Seaborn Networks, the folks that linked Brazil and the USA together using the Seabras-1 cable are quietly busy. In one of the most low-key launches of a new route, you can’t find much more than a twitter post.
Seaborn announces new route SABR https://t.co/knvcuxfBjJ Cape Town/São Paulo/ NYC faster, more reliable, next-gen subsea data connectivity https://t.co/lzeQk3Fgt4
— Seaborn Networks (@Seabornnetworks) October 23, 2017
Appropriately enough this is an announcement tied to the Africacom event, held over the 7-9 November 2017 in Cape Town, South Africa. But using Google can help. Somewhere on the internet, there is a page looks like the next version of Seaborn’s website. Here there is more information about the SABR cable system.

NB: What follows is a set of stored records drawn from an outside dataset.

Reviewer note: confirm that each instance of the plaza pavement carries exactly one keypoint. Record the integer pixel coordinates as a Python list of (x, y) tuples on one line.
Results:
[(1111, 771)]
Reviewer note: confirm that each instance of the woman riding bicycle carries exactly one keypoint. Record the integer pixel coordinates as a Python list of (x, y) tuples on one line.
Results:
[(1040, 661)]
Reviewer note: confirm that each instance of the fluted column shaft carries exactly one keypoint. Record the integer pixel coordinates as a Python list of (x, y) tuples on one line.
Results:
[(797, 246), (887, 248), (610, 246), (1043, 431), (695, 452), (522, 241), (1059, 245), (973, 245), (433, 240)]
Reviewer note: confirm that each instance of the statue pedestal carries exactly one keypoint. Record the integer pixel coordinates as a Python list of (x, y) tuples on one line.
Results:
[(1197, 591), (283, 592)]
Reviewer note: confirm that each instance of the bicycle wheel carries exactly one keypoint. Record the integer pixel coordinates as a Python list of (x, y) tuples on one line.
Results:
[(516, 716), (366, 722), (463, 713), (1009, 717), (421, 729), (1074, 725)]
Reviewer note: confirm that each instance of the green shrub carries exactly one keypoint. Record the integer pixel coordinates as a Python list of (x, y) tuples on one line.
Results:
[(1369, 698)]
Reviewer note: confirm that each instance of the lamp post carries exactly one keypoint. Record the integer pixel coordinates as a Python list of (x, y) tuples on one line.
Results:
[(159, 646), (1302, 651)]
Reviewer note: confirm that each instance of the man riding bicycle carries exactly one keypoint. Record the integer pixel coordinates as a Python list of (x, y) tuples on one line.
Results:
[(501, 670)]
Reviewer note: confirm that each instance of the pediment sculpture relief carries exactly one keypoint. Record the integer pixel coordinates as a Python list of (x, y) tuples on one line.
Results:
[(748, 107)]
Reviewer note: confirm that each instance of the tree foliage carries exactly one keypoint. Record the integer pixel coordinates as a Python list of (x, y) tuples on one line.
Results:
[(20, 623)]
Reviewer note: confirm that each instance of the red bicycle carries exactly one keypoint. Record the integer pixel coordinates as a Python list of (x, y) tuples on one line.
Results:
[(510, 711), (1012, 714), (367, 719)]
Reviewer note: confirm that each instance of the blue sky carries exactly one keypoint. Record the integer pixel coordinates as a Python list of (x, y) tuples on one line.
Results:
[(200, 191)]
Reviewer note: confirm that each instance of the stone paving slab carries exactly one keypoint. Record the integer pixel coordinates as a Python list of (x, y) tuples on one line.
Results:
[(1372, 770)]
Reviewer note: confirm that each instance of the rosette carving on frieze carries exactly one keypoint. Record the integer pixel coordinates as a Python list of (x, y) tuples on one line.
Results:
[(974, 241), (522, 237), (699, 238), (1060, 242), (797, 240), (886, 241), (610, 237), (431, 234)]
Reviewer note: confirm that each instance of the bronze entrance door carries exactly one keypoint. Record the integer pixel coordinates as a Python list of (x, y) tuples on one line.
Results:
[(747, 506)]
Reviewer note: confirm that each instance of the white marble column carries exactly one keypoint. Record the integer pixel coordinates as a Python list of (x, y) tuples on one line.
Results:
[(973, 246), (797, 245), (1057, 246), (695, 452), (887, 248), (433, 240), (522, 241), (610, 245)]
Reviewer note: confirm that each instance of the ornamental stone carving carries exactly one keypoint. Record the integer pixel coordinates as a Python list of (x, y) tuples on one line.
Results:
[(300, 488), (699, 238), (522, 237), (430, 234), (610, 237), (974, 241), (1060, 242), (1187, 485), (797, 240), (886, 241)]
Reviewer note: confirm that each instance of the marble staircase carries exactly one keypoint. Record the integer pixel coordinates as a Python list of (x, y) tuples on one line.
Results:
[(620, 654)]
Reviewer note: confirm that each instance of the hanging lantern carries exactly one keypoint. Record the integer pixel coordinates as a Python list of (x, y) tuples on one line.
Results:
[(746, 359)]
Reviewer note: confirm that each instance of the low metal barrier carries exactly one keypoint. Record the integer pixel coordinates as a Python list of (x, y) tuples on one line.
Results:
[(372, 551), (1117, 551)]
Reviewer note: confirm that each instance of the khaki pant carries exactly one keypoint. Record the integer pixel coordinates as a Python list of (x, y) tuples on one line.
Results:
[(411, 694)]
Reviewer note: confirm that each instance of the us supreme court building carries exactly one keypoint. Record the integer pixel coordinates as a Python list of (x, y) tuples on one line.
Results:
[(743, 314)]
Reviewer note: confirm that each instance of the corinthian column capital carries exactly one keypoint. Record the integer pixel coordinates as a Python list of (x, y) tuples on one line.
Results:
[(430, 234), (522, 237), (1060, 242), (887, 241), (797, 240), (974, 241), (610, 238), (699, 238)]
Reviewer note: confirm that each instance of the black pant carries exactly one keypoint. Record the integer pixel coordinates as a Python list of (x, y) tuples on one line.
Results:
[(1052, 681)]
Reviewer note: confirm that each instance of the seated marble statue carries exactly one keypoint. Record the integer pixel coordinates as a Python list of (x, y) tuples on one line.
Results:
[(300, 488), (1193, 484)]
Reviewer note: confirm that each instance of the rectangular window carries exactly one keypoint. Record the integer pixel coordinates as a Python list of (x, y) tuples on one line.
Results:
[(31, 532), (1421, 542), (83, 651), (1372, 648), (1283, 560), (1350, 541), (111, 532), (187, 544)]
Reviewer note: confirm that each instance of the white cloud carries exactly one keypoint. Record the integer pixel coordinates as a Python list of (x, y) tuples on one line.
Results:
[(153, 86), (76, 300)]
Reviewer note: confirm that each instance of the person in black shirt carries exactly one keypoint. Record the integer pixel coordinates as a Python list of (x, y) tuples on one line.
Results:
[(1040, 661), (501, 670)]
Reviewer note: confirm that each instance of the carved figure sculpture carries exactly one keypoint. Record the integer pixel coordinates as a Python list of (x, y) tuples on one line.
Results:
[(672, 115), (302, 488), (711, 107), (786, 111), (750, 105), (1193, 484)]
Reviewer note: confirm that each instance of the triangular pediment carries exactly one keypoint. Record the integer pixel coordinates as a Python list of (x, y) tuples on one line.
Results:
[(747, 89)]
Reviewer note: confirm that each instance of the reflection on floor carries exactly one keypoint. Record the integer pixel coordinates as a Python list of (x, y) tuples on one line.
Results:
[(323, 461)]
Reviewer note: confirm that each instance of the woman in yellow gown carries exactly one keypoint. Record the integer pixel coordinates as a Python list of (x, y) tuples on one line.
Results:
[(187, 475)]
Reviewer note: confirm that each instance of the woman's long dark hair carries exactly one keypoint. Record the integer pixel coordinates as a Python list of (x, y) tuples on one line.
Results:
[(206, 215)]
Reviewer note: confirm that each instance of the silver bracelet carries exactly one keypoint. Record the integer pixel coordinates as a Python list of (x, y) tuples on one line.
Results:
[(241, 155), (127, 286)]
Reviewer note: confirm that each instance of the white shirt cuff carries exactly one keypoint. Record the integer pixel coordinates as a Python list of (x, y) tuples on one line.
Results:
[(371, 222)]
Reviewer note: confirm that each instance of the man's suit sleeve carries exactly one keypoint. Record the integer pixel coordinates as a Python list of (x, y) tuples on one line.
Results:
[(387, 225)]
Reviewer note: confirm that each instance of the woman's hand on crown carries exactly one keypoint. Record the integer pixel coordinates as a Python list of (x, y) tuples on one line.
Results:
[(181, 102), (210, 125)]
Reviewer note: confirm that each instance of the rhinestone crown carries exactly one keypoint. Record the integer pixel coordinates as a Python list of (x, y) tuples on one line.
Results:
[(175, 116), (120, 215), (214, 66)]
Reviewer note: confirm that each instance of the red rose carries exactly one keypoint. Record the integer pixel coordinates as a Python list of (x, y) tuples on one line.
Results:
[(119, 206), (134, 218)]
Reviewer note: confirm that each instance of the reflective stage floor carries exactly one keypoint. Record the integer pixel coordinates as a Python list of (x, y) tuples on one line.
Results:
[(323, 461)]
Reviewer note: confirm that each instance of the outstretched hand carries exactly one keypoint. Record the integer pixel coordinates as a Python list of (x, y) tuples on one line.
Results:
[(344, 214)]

According to this page, the SABR cable will connect to the Seabras-1 cable and land in Cape Town. By using the branching unit in the Seabras-1 cable, it will be possible to have circuits that terminate both in South Africa and Brazil, in South Africa and the USA, as well as the existing Brazil-USA, terminations supported by Seabras-1.
Using the same 100Gb/s technology as the Seabras-1 cable, the SABR cable will provide a key route to improve latency between Africa and the USA, as well as improving bandwidth in the South Atlantic, alongside the SAIL cable.